Radically Happy: a users guide to the mind
East meets West in a fresh, modern take on a timeless challenge- how to find contentment and meaning in life. A longtime meditator and seasoned Silicon Valley entrepreneur meets a young, insightful, and traditionally educated Tibetan Rinpoche. Together they present a path to radical happiness through accessible meditation and mindfulness techniques. Following three parts, the authors guide readers through Basic Happiness, Interconnected Happiness, and finally Radical Happiness, with each section building on itself to form a complete program. Filled with personal stories, scientific studies, and step-by-step exercises, this is the perfect introduction to meditation and Buddhist thought. It's a thoughtful exploration of modern science and ancient wisdom—there's no dumbing things down—yet it doesn't take itself too seriously.
PHAKCHOK RINPOCHE is a new generation Tibetan Buddhist Master. Born in 1981, Rinpoche was recognized as the seventh Phakchok Rinpoche and incarnation of a great teacher and meditation master. Receiving ordination from His Holiness the Dalai Lama, Rinpoche received a thorough education and training in Buddhist philosophy and meditation, studying with some of the most accomplished masters of modern times, his main teachers being his grandfather Kyabje Tulku Urgyen Rinpoche and Nyoshul Khen Rinpoche. Rinpoche completed his education at the Dzongsar Institute of Advanced Buddhist Studies in Bir, India, where he received the Khenpo title. Rinpoche travels the world, teaching in Buddhist centers, universities, and monasteries from Asia to the US, from South America to Europe.
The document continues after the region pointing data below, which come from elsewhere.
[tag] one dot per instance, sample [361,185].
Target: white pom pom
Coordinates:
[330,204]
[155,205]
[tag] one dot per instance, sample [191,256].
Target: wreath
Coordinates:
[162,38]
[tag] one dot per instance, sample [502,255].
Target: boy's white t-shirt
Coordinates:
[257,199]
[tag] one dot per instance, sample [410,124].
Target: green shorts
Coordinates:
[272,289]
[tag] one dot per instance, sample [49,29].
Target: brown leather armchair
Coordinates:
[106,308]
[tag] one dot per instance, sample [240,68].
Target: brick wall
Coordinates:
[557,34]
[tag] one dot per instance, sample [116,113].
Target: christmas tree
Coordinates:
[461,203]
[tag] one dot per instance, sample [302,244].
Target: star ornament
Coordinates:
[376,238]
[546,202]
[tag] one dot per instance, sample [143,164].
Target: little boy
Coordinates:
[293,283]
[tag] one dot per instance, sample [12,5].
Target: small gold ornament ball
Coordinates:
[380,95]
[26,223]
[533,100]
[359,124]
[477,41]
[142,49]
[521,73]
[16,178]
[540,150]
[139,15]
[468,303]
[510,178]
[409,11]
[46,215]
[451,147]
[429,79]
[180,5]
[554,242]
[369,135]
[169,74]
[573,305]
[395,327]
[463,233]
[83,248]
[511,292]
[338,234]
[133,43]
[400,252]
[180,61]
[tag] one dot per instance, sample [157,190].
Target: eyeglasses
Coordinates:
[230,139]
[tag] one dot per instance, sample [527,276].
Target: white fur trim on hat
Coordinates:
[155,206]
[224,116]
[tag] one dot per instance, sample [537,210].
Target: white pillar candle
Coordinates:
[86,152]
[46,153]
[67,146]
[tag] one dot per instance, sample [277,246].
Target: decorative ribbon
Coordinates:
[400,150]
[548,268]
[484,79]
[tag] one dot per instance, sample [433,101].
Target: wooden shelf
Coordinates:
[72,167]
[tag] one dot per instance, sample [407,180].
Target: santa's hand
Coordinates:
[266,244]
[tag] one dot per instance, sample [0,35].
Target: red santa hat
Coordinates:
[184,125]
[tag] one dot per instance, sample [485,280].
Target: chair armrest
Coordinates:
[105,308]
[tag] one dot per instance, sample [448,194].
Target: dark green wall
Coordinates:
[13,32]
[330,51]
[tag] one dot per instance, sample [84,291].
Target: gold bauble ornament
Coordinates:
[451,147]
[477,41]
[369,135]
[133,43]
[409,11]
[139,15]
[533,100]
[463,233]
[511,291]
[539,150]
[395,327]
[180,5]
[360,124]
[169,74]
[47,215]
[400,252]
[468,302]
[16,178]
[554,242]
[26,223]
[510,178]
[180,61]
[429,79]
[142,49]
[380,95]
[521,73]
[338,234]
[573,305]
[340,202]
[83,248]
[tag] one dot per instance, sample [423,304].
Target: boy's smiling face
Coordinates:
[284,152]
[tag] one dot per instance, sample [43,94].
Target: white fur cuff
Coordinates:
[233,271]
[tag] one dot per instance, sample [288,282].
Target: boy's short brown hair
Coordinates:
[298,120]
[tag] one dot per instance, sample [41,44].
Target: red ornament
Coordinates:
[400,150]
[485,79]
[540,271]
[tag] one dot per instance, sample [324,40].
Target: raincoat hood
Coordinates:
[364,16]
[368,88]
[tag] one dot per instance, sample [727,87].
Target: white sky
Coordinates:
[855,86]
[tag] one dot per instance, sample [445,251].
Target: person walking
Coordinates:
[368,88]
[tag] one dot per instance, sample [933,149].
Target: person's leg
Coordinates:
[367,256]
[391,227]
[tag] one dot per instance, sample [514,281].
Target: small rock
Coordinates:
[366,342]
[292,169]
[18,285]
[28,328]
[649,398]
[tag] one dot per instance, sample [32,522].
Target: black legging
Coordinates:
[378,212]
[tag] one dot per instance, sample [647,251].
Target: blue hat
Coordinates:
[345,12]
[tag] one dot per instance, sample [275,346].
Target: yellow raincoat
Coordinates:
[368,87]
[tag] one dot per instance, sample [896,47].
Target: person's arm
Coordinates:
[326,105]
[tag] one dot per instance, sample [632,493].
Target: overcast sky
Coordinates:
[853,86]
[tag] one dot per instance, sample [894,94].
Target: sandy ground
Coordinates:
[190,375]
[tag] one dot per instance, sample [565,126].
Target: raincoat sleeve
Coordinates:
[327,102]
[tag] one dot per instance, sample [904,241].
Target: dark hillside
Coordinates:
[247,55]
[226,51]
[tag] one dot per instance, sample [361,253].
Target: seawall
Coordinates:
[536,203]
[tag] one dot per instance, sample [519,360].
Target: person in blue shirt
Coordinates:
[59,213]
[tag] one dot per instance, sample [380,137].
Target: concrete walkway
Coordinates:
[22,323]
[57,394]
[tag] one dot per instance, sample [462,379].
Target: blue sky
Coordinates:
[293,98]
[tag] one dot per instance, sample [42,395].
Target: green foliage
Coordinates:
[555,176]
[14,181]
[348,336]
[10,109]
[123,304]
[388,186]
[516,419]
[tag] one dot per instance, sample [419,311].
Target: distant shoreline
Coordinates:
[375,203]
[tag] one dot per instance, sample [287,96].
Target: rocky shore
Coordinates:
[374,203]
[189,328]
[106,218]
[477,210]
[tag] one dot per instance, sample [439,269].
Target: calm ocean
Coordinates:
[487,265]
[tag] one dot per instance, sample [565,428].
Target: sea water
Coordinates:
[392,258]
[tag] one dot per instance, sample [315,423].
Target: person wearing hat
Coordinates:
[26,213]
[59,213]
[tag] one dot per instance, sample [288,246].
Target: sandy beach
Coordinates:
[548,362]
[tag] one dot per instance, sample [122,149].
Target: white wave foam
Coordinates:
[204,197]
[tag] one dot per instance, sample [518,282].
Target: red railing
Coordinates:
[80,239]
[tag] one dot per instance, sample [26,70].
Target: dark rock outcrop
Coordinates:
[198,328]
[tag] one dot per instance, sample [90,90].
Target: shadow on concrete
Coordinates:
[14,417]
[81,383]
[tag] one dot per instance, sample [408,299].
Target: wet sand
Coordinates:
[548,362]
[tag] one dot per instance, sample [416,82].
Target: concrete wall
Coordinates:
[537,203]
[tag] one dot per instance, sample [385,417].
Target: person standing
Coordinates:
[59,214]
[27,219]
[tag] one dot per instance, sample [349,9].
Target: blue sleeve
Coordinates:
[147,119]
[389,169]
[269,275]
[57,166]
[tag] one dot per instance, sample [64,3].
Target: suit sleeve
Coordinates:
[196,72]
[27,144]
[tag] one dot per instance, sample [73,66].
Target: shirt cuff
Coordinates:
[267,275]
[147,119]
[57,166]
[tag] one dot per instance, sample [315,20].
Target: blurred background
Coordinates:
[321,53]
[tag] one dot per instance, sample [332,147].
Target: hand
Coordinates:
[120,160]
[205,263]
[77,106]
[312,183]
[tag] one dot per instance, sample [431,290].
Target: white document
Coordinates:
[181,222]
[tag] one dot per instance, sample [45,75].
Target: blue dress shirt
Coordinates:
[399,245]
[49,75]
ERRIC SOLOMON worked as a Silicon Valley technology entrepreneur before becoming a meditation teacher. His experience as a participant in the Logo Group at M.I.T.'s Artificial Intelligence Laboratory inspired a lifelong passion to understand the mind and led him to the study of Buddhism. He has been an invited speaker leading seminars and retreats in corporate settings as well as in prisons, temples, and Buddhist centers across the US and Europe.